Os bárbaros estão à solta 

A responsabilidade não é das autoridades que toleraram o intolerável, e que permitem a exploração de migrantes em dificuldade. O mais fácil é culpar sempre o ‘outro’

Quando Pablo Picasso pintou o La Guernica, transpôs para a tela os horrores da guerra civil espanhola, antecâmara e local de experimentalismo da II Guerra Mundial. Foi na cidade de Guernica que os alemães testaram os bombardeamentos em carpete, que viriam a ser depois seu instrumento de terror.

Naquele conflito, resultado das fortes tensões do País, morreram mais de 500 mil pessoas, deixando sementes na sociedade espanhola que ainda se sentem. Os portugueses sempre souberam distinguir os lusos ‘brandos costumes’ da ‘fúria’ espanhola. Mesmo a ditadura portuguesa, comparando com a espanhola, teve versão soft.

Na última semana, na sequência de uma brutal agressão a um sénior espanhol em Torre Pacheco (na região de Múrcia), por três jovens magrebinos, iniciou-se uma vaga de protestos de extrema-direita, organizados pelo movimento ‘Deport Them Now EU’ (‘Deporte-os já União Europeia’, em português).

Aquele movimento, racista e xenófobo, ligado ao partido Vox (irmão do português Chega), chamou militantes seus de toda a Espanha para ‘caçar imigrantes’.
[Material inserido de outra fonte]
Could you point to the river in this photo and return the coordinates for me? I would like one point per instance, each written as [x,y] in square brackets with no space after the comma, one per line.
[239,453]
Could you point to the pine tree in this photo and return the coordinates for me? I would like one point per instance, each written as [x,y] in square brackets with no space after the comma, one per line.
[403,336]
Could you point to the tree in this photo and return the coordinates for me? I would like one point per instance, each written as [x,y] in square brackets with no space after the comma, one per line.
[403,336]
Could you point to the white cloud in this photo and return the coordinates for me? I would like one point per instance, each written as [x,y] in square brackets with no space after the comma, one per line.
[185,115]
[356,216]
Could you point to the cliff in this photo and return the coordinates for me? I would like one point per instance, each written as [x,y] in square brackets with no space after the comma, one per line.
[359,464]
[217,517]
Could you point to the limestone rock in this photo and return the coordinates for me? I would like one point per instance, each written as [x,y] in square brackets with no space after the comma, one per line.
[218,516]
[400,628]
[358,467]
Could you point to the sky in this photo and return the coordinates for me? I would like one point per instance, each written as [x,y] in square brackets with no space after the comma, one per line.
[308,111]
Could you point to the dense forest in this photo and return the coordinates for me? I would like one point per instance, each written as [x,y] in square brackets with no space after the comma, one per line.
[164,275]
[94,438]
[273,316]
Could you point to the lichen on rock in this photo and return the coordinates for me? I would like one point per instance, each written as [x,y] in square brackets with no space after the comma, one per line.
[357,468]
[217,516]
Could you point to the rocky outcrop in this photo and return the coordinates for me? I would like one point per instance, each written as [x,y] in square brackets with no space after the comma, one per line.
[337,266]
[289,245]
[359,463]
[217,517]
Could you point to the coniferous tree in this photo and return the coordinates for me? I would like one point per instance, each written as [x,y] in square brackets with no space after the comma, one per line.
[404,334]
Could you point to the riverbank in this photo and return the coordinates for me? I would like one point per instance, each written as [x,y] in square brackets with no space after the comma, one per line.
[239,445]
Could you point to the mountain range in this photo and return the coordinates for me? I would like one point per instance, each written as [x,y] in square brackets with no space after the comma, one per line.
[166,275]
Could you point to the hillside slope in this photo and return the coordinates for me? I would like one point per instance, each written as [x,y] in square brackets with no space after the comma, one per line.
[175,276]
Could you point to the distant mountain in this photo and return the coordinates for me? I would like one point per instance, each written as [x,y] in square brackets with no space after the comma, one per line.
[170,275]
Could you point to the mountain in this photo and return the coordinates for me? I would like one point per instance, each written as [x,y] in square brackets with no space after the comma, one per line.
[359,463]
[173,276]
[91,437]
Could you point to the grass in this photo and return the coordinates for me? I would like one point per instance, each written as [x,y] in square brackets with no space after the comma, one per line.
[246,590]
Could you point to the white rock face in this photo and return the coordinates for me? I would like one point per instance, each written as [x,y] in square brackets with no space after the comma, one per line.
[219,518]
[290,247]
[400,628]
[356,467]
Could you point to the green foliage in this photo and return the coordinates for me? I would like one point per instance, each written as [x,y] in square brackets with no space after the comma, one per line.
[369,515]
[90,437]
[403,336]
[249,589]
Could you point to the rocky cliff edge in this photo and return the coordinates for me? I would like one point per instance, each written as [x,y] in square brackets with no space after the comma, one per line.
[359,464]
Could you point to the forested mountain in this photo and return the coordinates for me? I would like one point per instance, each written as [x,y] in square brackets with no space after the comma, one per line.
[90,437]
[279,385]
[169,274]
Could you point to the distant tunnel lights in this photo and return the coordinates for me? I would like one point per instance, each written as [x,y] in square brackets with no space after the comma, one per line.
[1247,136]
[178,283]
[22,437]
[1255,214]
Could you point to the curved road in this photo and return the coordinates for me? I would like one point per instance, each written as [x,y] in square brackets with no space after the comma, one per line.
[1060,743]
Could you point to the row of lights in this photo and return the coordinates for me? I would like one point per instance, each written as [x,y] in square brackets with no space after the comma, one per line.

Naturalmente que este tipo de violência é uma novidade para todos nós, nos anos mais recentes, mas não deixa de se enquadrar numa sociedade com períodos de enorme violência interna, resultado das suas tensões permanentes, sendo também consequência da caixa de Pandora que se abriu com a ascensão da extrema-direita europeia.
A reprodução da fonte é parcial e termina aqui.